Шрифт:
Интервал:
Закладка:
— Это не моя сущность. Я все это ненавижу. И твою чертову икону ненавидел. Смастерил, понимаете ли, вокруг себя этакую маленькую Россию! Да ведь это все басни. Спрятаться от жизни — вот чего ты хочешь!
— Перестань кричать на меня!
— Я не кричу. А ты простил Советский Союз?
— Я не простил Советский Союз. Ну, может и так. Не в моих силах изменить историю, почему я должен ненавидеть свою родину?

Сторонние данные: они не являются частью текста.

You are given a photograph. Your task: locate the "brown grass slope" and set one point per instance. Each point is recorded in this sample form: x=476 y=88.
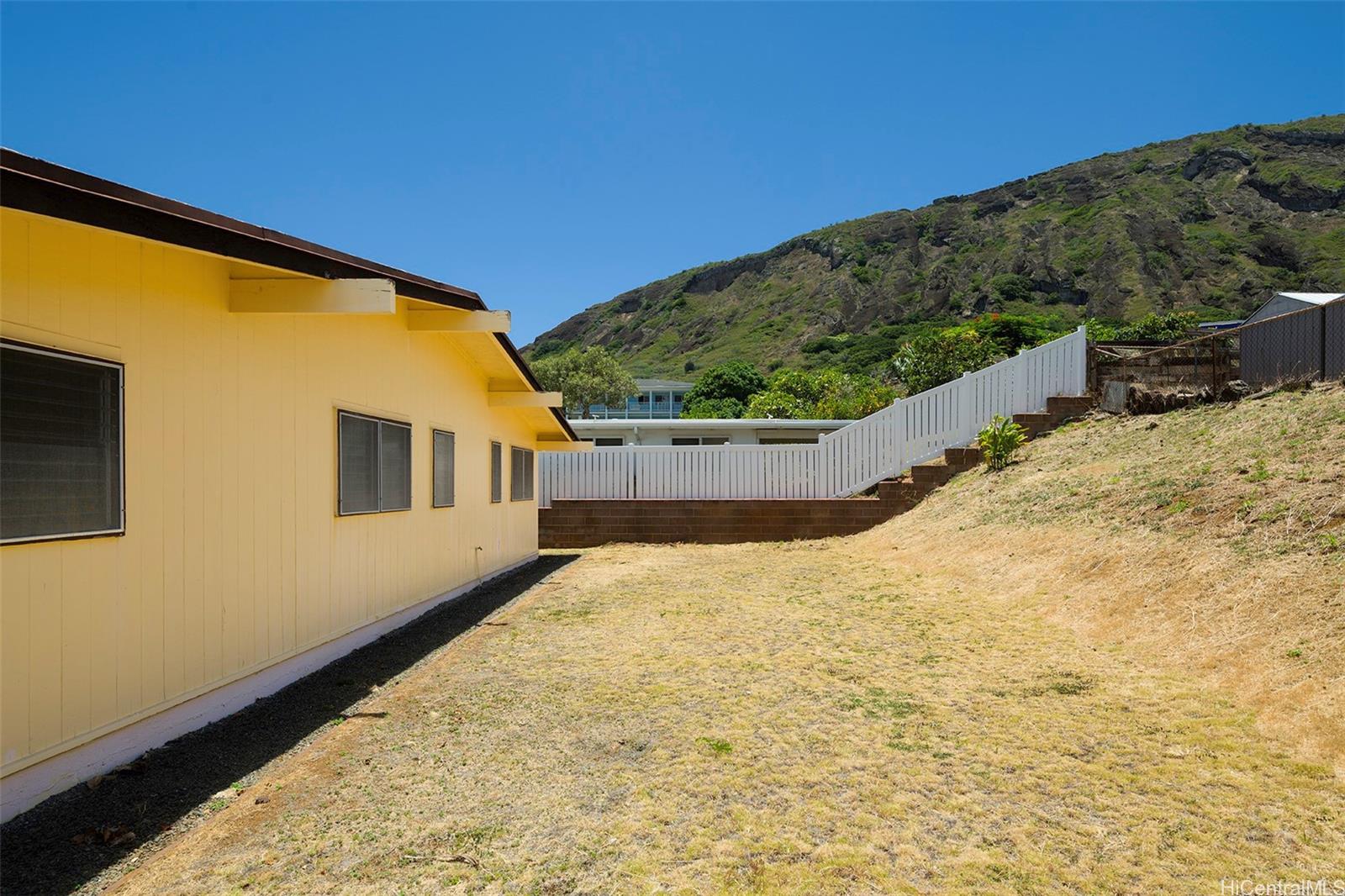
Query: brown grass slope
x=1035 y=683
x=1216 y=221
x=1210 y=540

— Это не твоя родина. У тебя нет родины. Ты и меня сделал бездомным. Боже, почему я не американец?!
— Какой кошмарный бред! И говори потише. Слышно по всему дому.
— А мне все равно. Пусть слышат. Мы не хуже их, ведь так? Но ты уже усвоил: «мисс Мюриэль», «пожалуйста, сэр». Как самый низкий лакей.
— Замолчи и выйди из моей комнаты. Ты никогда не уважал меня. И никогда не любил, как надлежит сыну.
— За что тебя любить?! Папаша хренов.
— Нельзя так, нельзя, нельзя, — прозвучал голос Мюриэль. Она вдруг вошла в комнату.
Лео тут же отвернулся и закрыл лицо руками. Евгений смотрел на Мюриэль холодно, он еще не погасил в себе гнев. Его расстроило это вторжение, и очень рассердило, что она подслушала.
— Простите, — сказала Мюриэль. — Я стучала, но вы так громко говорили…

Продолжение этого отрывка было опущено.